Motivation for this post: @zwarich asked a good question here, about potential API’s for having allocators that need not be tightly integrated with the garbage collector:

https://github.com/rust-lang/rfcs/pull/244#issuecomment-56929140

I attempted to provide a complete answer there. But there are some extra details that I think are relevant to the topic, yet I did not want to make my response comment too large.

Therefore, I thought I would put my more complete thoughts here, and hopefully they might be revised over time as our vision for GC becomes more complete.


Conceptually, I think of the memory in a garbage-collected runtime as being partitioned into three or four kinds (I’ll explain the “or four”).

  1. The first is GC-managed blocks of memory; they are allocated by the collector and it is the responsibility of the collector to trace them (and reclaim them when possible).
  2. The second are non-GC-managed blocks of memory that contain no pointers into the GC-heap; these are manually managed (explicit free’s or other reclaiming scheme) and need no integration with the collector.
  3. The third is the stack, which, with the program registers, makes up the obvious root set used in standard collection schemes.
  4. The fourth is non-GC-managed memory that can contain pointers into the GC-heap; these are also manually managed, but still require GC integration (especially if you want to trace such things precisely)

(If you squint your eyes. the third case could be considered just a special case of the fourth. But for a moment, let us treat them as distinct cases.)

The question is: What do you do about that fourth kind? Even assuming that you have stack maps that tell you which stack slots contain GC ptrs (and perhaps even what their precise types are, so that you can derive type-specific tracing methods), those stack maps will not include the fourth kind of memory.

  • So, do you try to find paths from the roots (the so-called “third kind” above) to blocks in the fourth kind?
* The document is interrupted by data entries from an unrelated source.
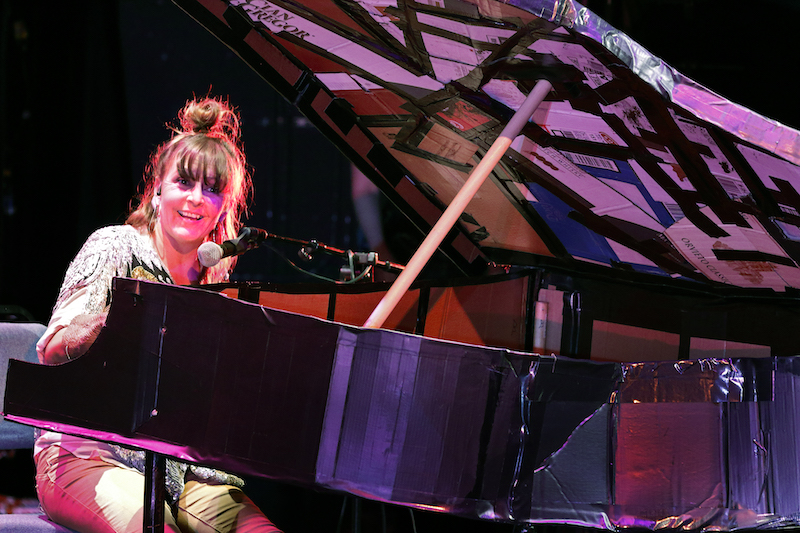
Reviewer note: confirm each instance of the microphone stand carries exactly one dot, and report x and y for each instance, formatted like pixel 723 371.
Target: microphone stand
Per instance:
pixel 360 265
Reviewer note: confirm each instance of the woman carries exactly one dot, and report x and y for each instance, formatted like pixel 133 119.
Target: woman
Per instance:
pixel 196 188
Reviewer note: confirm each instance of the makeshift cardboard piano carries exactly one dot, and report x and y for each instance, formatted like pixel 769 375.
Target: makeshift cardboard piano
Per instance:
pixel 658 222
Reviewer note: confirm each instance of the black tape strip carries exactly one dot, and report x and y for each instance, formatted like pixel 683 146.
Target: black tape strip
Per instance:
pixel 341 113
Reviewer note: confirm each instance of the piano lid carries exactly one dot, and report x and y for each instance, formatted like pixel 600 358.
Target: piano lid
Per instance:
pixel 628 166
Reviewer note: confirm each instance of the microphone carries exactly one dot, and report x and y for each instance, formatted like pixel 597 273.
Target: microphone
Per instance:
pixel 211 253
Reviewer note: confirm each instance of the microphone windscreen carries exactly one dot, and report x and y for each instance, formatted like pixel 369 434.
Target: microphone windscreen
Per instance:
pixel 209 254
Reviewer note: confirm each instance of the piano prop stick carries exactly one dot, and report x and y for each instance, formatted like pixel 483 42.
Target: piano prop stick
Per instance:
pixel 458 205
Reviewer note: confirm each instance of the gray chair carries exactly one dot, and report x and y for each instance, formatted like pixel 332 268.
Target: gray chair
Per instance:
pixel 18 341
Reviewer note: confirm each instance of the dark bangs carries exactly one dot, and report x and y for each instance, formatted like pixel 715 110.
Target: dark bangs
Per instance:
pixel 201 157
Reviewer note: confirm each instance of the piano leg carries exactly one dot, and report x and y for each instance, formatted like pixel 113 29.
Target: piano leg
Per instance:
pixel 154 493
Note that the reason to do this is not because one thinks that the blocks may have become unreachable, but rather because one can derive from such paths what the precise type to use when tracing the block of memory.
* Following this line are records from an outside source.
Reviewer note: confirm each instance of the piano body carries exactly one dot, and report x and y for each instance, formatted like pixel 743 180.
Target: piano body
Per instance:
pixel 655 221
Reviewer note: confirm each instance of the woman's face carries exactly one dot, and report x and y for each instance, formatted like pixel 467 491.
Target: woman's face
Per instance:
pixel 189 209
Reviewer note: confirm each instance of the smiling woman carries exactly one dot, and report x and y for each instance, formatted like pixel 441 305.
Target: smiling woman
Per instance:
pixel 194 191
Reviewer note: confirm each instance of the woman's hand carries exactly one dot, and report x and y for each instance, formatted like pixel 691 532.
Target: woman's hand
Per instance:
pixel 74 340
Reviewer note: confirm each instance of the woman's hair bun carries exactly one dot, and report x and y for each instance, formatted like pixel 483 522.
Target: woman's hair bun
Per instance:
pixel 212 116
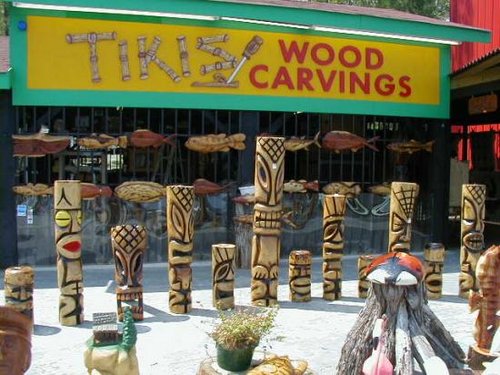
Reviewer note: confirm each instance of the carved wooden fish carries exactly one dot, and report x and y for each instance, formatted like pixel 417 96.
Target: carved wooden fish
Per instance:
pixel 102 141
pixel 146 138
pixel 410 147
pixel 337 141
pixel 216 142
pixel 39 144
pixel 295 143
  • Or do you register each such block itself as a root (and then either scan it conservatively, or include with the registration a type, or a description of its layout, or a tracing hook)?
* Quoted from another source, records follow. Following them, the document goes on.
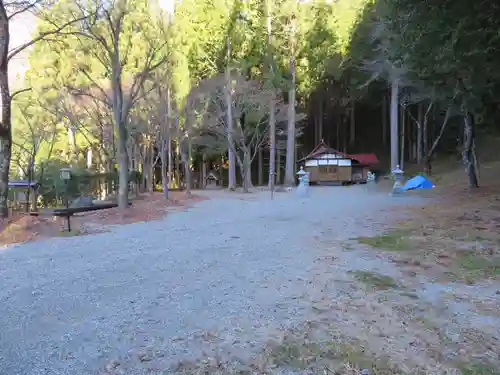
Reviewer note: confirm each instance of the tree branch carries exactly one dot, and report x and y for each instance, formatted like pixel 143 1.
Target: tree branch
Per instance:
pixel 26 7
pixel 18 92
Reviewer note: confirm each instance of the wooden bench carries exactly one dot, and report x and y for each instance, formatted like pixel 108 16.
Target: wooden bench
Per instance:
pixel 70 211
I think the strategy of trying to find a path from a root in the application code to a native block is perilous; to me, part of the point of being able to allocate native memory is precisely so I can hand it off to some native library (perhaps temporarily), and not have to deal with in my own application code.

(Of course, one could argue that the list of registered blocks is itself acting as a very direct path from a root (the registry itself) to the block. But it still seems a lot simpler than trying to force such a path to be otherwise derivable.)


#2

Would this mean that storing a native allocation in a Gc'd block can cause a “reference cycle”? That is, given a set up where Native stores a Gc that points to itself, a conservative scan of the Native root would cause the Gc to stick around forever because it would be considered reachable via Native even if Native itself isn’t reachable.

+- <some memory>
|        ^
|        |
+-> Gc<Native>

#3

My intention with the model I presented above was that categories 3 and 4 classified memory belonging to objects that were owned by non-GC data. So under that assumption (which may be too strong; see below), then the situation you describe should never arise, because Native should always have an owner responsible for free'ing it that lives somewhere outside the GC.


There are however a number of gotcha’s that I admit I had not thought about much before now.

The biggest gotcha I think is this: In my presentation above, I make it sound like every memory allocation is assigned to one of the four categories and can never change its category during its lifetime, for lack of a better word. But if you cannot change an allocation’s category, then the above scheme cannot model programs where an owning pointer to memory is transferred from a non-GC-allocated owner to a GC-allocated owner (where the GC-allocated owner would presumably have a finalizer that takes care of calling free). That sounds too restrictive to me (though its possible that one might still be able to write interesting/useful programs with such a restriction in place).


I spent some time this morning thinking about how to handle transfer of ownership, but found nothing satisfying.

(Maybe this is a sign that my attempt to avoid manual root registration is mistaken.)